"Go over there and pick up that check book!" he ordered tersely.
"What for?" Mittel made feeble protest.
"Never mind what for!" snapped Jimmie Dale. "Go and get it—and hurry!"
Once more Mittel obeyed—and dropped the book hesitantly on the desk.
Jimmie Dale stared silently, insolently, contemptuously at the other.
Mittel stirred uneasily, sat down, shifted his feet, and his fingers fumbled aimlessly over the top of the desk.
"Compared with you," said Jimmie Dale, in a low voice, "the Weasel, ay, and Hamvert, too, crooks though they are, are gentlemen! Michael Breen, as he died, told his wife to take that paper to some one she could trust, who would help her and tell her what to do; and, knowing no one to go to, but because she scrubbed your floors and therefore thought you were a fine gentleman, she came timidly to you, and trusted you—you cur!"
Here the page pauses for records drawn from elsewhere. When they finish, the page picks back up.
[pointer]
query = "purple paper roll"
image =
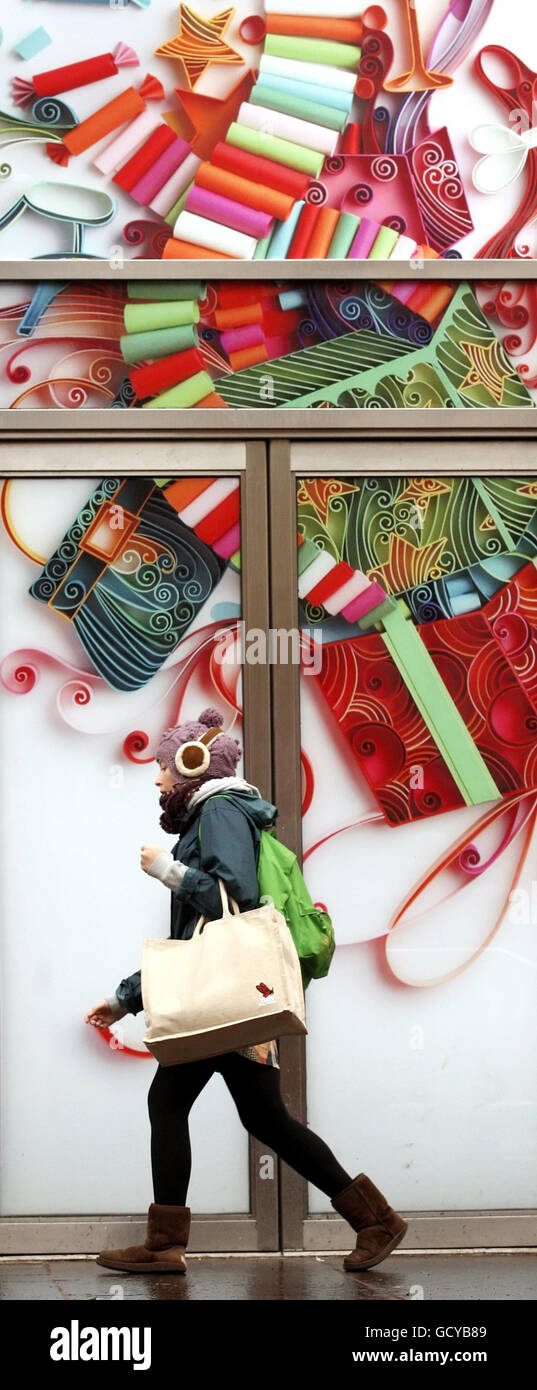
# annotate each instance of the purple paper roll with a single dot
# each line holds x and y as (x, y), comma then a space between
(226, 210)
(246, 337)
(363, 241)
(160, 171)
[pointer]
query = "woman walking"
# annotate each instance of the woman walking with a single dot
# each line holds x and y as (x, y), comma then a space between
(196, 762)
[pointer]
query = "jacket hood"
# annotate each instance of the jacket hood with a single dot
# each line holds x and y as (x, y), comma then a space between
(244, 794)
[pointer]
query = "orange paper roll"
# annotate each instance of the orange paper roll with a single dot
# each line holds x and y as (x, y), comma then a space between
(323, 234)
(238, 316)
(248, 357)
(123, 109)
(252, 195)
(177, 249)
(315, 27)
(212, 402)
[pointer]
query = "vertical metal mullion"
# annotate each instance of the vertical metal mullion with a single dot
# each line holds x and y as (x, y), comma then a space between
(255, 610)
(287, 780)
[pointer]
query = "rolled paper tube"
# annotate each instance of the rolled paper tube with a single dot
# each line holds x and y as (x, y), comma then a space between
(246, 337)
(320, 72)
(316, 27)
(238, 314)
(313, 50)
(160, 171)
(363, 603)
(260, 252)
(244, 191)
(139, 163)
(82, 74)
(169, 371)
(295, 106)
(259, 170)
(404, 249)
(283, 234)
(383, 243)
(344, 235)
(341, 9)
(270, 148)
(322, 235)
(184, 395)
(202, 231)
(124, 145)
(292, 298)
(248, 357)
(430, 300)
(139, 319)
(303, 231)
(324, 95)
(288, 128)
(227, 211)
(212, 402)
(169, 195)
(159, 344)
(177, 249)
(166, 289)
(351, 142)
(228, 544)
(365, 239)
(123, 109)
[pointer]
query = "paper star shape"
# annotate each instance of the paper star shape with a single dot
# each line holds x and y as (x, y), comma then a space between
(199, 43)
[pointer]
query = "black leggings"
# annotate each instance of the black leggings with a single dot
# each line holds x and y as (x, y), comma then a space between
(255, 1089)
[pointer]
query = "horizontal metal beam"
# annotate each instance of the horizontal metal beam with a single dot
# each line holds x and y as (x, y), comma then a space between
(99, 268)
(267, 424)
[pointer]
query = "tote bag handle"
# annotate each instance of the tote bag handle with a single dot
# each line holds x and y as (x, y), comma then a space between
(226, 909)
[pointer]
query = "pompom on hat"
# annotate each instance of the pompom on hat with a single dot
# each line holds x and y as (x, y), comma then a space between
(199, 749)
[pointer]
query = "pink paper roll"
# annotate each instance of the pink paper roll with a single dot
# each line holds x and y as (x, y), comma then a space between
(246, 337)
(365, 238)
(160, 171)
(227, 210)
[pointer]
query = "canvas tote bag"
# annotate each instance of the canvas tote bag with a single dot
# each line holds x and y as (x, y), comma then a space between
(234, 983)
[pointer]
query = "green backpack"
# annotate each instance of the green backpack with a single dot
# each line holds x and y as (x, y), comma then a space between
(281, 881)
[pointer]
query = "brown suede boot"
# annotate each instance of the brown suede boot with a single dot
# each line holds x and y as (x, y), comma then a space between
(379, 1228)
(164, 1248)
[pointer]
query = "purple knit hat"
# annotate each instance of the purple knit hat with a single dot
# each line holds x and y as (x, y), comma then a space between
(223, 751)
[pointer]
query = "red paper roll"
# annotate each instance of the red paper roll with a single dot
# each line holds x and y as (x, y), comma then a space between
(303, 231)
(169, 371)
(139, 163)
(259, 170)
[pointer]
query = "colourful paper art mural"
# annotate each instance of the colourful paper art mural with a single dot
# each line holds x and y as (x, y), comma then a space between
(301, 131)
(269, 345)
(425, 597)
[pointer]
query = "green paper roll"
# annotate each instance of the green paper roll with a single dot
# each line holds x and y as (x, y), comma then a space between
(273, 148)
(260, 252)
(139, 319)
(184, 395)
(344, 235)
(383, 243)
(174, 211)
(141, 346)
(166, 289)
(312, 50)
(327, 116)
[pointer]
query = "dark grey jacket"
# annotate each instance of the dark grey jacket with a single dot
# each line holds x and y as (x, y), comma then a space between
(228, 848)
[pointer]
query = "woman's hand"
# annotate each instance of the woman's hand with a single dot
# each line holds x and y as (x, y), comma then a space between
(149, 852)
(102, 1016)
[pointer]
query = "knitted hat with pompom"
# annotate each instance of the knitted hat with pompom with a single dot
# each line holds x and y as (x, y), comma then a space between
(224, 751)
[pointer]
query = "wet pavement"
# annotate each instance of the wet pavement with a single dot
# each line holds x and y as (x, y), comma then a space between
(452, 1276)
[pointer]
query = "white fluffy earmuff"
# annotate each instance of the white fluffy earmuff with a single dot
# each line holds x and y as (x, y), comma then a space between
(192, 759)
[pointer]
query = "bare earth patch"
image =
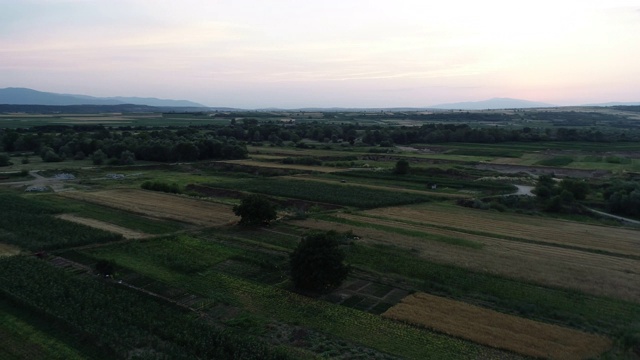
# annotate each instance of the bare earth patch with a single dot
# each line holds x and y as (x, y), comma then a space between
(590, 272)
(127, 233)
(496, 329)
(160, 206)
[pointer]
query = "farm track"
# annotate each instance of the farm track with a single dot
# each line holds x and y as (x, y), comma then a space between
(270, 165)
(610, 239)
(472, 235)
(379, 187)
(549, 265)
(498, 330)
(160, 206)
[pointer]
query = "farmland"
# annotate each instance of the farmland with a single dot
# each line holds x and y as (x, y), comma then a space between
(444, 265)
(496, 329)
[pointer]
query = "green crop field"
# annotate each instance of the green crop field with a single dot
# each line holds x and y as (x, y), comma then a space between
(189, 282)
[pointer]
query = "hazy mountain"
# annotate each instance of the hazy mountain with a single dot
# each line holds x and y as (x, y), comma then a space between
(24, 96)
(615, 104)
(495, 103)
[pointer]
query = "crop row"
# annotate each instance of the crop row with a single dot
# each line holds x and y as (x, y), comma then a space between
(32, 225)
(120, 319)
(346, 195)
(560, 306)
(284, 306)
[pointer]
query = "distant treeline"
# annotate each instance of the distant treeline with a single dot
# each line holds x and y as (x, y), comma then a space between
(89, 109)
(164, 145)
(190, 143)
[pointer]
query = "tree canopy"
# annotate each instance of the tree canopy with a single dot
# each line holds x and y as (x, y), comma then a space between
(255, 210)
(317, 264)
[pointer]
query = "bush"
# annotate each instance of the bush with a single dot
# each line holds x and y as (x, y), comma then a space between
(255, 210)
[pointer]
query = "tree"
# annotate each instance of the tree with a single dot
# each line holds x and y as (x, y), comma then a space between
(255, 210)
(5, 160)
(317, 264)
(98, 157)
(402, 167)
(106, 268)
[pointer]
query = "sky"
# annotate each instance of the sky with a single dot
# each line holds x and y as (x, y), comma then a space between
(329, 53)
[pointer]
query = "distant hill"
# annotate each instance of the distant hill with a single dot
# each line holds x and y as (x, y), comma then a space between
(615, 104)
(24, 96)
(495, 103)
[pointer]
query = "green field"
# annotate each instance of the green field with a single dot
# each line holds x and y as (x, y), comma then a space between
(211, 290)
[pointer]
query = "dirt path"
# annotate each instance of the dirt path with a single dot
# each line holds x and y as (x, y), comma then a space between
(127, 233)
(379, 187)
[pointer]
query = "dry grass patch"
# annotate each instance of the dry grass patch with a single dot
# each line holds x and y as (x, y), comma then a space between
(488, 327)
(593, 273)
(611, 239)
(127, 233)
(160, 205)
(322, 169)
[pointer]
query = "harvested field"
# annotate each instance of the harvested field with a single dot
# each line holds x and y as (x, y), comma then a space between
(590, 272)
(127, 233)
(160, 205)
(496, 329)
(610, 239)
(380, 187)
(323, 169)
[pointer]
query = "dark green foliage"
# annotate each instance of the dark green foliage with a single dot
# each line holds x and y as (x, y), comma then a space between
(556, 161)
(255, 210)
(402, 167)
(98, 157)
(554, 196)
(337, 194)
(623, 197)
(4, 160)
(121, 320)
(317, 264)
(305, 160)
(578, 188)
(172, 188)
(31, 225)
(105, 267)
(582, 311)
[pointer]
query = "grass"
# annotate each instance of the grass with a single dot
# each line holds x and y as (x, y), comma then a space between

Jimmie Dale laughed suddenly—not pleasantly. Mittel shivered.
"Hamvert and Breen were partners out there in Alaska when Breen first went out," said Jimmie Dale slowly, pulling the tin can wrapped in oilskin from his pocket. "Hamvert swindled Breen out of the one strike he made, and Mrs. Breen and her little girl back here were reduced to poverty. The amount of that swindle was, I understand, fifteen thousand dollars. I have ten of it here, contributed by the Weasel and Hamvert; and you will, I think, recognise therein a certain element of poetic justice—but I am still short five thousand dollars."
Jimmie Dale removed the cover from the tin can. Mittel gazed at the contents numbly.
"You perhaps did not hear me?" prompted Jimmie Dale coldly. "I am still short five thousand dollars."
Mittel circled his lips with the tip of his tongue.
"What do you want?" he whispered hoarsely.